Nirali Vora, MD

Altinbas A, Algra A, Bonati LH, Brown MM, Kappelle LJ, de Borst, et al. Periprocedural Hemodynamic Depression Is Associated With a Higher Number of New Ischemic Brain Lesions After Stenting in the International Carotid Stenting Study-MRI Substudy. Stroke. 2013

Carotid stenting lost the revascularization battle to carotid endarterectomy largely due to increased 30-day risk of stroke and death, as demonstrated in ICSS (international carotid stenting study). In an MRI sub-study of ICSS where pre- and post-procedural MRIs were compared, stenting (CAS) patients had more (3x) new DWI lesions compared to the endarterectomy (CEA) group. What was the role of hypoperfusion among these patients?

In this analysis of the ICSS-MRI substudy, Bonati et al counted the number and volume of new DWI lesions POD#1-3 and looked for associations with “hemodynamic depression.” This was defined as periprocedural bradycardia, asystole, or hypotension requiring treatment. The group found that there were more DWI lesions among patients with hemodynamic depression undergoing CAS rather than CEA.  There was no difference in DWI lesion volume. The pattern of the lesions may be available in the supplement, but not available to me for review. There were no functional outcomes studied. 

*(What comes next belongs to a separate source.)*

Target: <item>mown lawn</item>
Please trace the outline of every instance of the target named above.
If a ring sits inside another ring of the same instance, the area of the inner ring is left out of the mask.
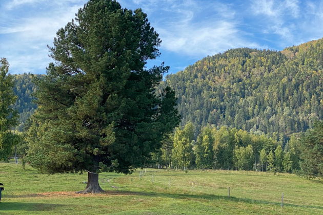
[[[226,170],[147,169],[139,177],[140,170],[101,174],[107,192],[83,195],[74,192],[85,187],[86,174],[39,175],[0,163],[0,214],[323,214],[322,180]]]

Why wasn’t the effect of hypoperfusion seen among CEA patients? It’s unclear to me, but perhaps this is a compounded effect on top of the intrinsic risk of stroke from the CAS procedure. Other determinants of stroke may also be present (but not studied) since the number of patients undergoing CAS with higher DWI lesions was more than those who had hemodynamic depression.

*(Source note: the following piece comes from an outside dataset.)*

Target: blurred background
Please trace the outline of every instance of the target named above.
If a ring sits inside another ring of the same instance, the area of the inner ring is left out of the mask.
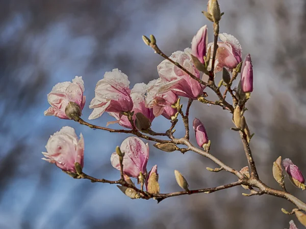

Despite limitations to this study, the results do re-emphasize the importance of maintaining blood pressures during and after CAS. Though I don’t know when the exact hypoperfusion is happening, I wonder if standardizing use of neuroanesthesia with intraoperative monitoring would help ensure adequate functional perfusion during the procedure itself. Afterwards, we and our vascular surgery colleagues, must ensure stringent monitoring of MAPs and attention to keeping the patient closer to their pre-op baseline. There are too many cases of both CEA and CAS where we walk in on post-op stroke codes and the MAP is >60 but the patient lives closer to MAP>80.  

What do you do at your institution to avoid post-procedure hypotension in your carotid revascularization patients?